With CI

Once you’ve bought into container-based development, you’ll want to set up CI to ensure your servers don’t break.

The Tilt team has this problem too! For every change, we create a real single-use cluster and verify that all our services and example projects still work. So we have a lot of experience with best practices.

There are two tools you’ll need to configure:

1) How to use tilt ci to build and deploy servers.

2) How to run a Kubernetes cluster in CI that tilt ci can deploy to.

Let’s dig into examples of each one.

The tilt ci command

The tilt ci command is made for CI jobs.

How it Works

Under the hood, tilt ci:

1) Executes your Tiltfile.

2) Runs all local_resource commands.

3) Builds all images.

4) Deploys all Kubernetes resources.

5) Waits until all servers and other resources are healthy.

tilt ci defaults to log-streaming mode. The web UI is still accessible, but the terminal will be a simple log stream.

If any step fails, Tilt will exit immediately with an error code.

If any resource crashes or looks like it will never succeed (e.g., a pod that takes too long to schedule), Tilt will also exit with an error code.

Once all services are healthy, it will exit with status code 0.

Examples

Most of our example projects use CircleCI to run tilt ci:

Each example invokes ctlptl to set up a single-use cluster. But the ctlptl tool has many options for setting up clusters, depending on what you need.

Debugging

Sometimes tilt ci will be waiting on a server to come up. But it can be hard to tell what it’s waiting on. Tilt has tools to help debug this!

First, tilt ci still runs the normal web dashboard at http://localhost:10350/. That should be familiar, so use that first.

But maybe the dashboard doesn’t help. The next step is to inspect the Session object.

The Session object is the Tilt API that drives tilt ci.

For human-readable output, run:

tilt describe session

For machine-readable output, run:

tilt get session -o yaml
tilt get session -o json

The status of the session reflects:

  • The current Tilt PID.
  • The time Tilt started at.
  • Each target that Tilt is waiting on, and its current state (waiting, running, or terminated).

We also pair with teams on how to integrate this status reporting with their own in-house tools, like in the tilt-status VSCode extension.

For more info, here’s the complete API reference of the Session object.

Single-use Kubernetes clusters

Running a Kubernetes cluster in CI can be harder than running one locally.

Here are some options, with the pros and cons of each:

Easiest: Cluster on VM-based CI

kind is currently the gold standard for running Kubernetes in CI. The Kubernetes project itself uses it for testing. kind can create clusters inside Docker.

kind comes with the ability to run a local registry, so you can push images to the registry on localhost:5000 and pull them from inside kind.

Set up a CI pipeline that:

  1. Creates a VM.

  2. Installs all our dependencies, including Docker.

  3. Creates a kind cluster with a local registry at localhost:5000, using their script.

This is the approach we use to test ctlptl with both minikube and kind.

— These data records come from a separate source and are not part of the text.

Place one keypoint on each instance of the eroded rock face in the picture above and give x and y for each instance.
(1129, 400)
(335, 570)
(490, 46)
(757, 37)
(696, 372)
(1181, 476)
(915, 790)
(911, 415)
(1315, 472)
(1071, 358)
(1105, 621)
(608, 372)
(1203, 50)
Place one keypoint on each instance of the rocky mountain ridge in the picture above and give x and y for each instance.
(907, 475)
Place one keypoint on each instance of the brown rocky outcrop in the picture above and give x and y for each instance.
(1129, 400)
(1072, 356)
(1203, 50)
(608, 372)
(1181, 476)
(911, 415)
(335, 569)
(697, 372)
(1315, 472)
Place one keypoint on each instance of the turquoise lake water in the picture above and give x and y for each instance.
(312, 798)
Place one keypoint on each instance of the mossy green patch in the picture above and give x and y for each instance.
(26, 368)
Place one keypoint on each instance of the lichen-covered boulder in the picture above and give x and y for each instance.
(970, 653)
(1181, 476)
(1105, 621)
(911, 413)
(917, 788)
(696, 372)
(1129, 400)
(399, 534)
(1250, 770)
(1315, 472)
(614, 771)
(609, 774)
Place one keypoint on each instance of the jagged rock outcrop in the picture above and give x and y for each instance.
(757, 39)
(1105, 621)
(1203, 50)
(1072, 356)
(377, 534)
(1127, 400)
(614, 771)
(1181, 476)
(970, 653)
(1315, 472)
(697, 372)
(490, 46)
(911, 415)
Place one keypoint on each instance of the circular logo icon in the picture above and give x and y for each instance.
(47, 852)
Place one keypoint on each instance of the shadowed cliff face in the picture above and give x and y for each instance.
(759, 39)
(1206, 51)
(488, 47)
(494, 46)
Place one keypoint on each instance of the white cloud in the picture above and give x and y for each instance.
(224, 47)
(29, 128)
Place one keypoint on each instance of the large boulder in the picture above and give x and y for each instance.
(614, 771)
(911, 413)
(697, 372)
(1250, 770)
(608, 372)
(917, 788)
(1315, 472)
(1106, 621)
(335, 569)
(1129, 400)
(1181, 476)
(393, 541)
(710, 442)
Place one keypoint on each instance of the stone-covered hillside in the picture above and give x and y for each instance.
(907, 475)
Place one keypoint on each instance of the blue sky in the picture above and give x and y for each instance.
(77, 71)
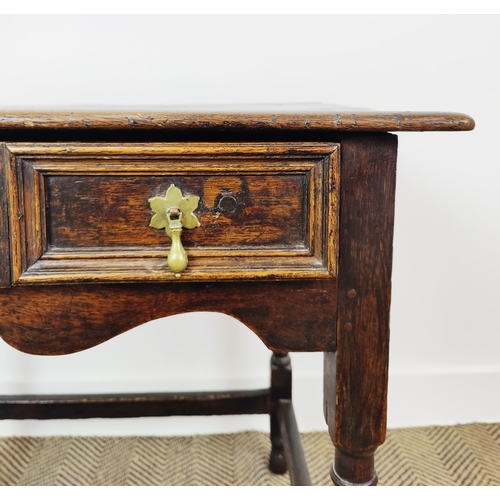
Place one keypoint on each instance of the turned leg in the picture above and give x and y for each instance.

Here’s the CI config.

Tilt will auto-detect that the registry is running on localhost:5000 and push images there instead of your prod image registry.

The downside is that most teams are more comfortable managing container images than managing VMs. VMs are slower. Upgrading dependencies is more heavyweight.

Many CI environments offer a remote Docker environment outside the container. You can run test code in a container that talks to Docker, without the pitfalls of running Docker inside Docker.

Set up a CI pipeline that:

  1. Create a container with your code.

  2. Create a remote Docker environment.

  3. Start a kind cluster with a local registry inside the remote Docker environment.

  4. Use socat to expose the remote registry and Kubernetes cluster inside the local container.

The socat element makes this a bit tricky.

Tilt-team maintains ctlptl, a CLI for declaratively setting up local Kubernetes clusters. If you’re using ctlptl, it will try to detect when you have a remote docker environment and set up the socat forwarding automatically.

If you want to wire it up yourself, check out this Bash script.

You may already have a container image registry that you prefer for development, like Quay.io or Google Cloud Registry.

If you want to use this registry in CI, you need to set up permissions so that your CI job can write to this registry.

  1. Create a dedicated image registry for CI.

  2. Create a service account or access token with a secret in your CI build.

  3. Use kind to create the cluster.

This is an approach a lot of teams try. We usually don’t recommend it. The downsides:

  • Managing secrets and permissions for the remote registry can be a pain. You’ll want to set it up so that anyone who can send a pull request to your repository can also write to the remote registry. This may look different depending on your org structure.

  • It’s hard to guarantee that images aren’t leaking between tests. For example, if image pushing failed, you’ll want to be sure we weren’t picking up a cached image from a previous test. One solution is to reset the whole registry at regular intervals.

But it might be the best option if you’re not able to easily modify where your tools are pushing images to and pulling images from.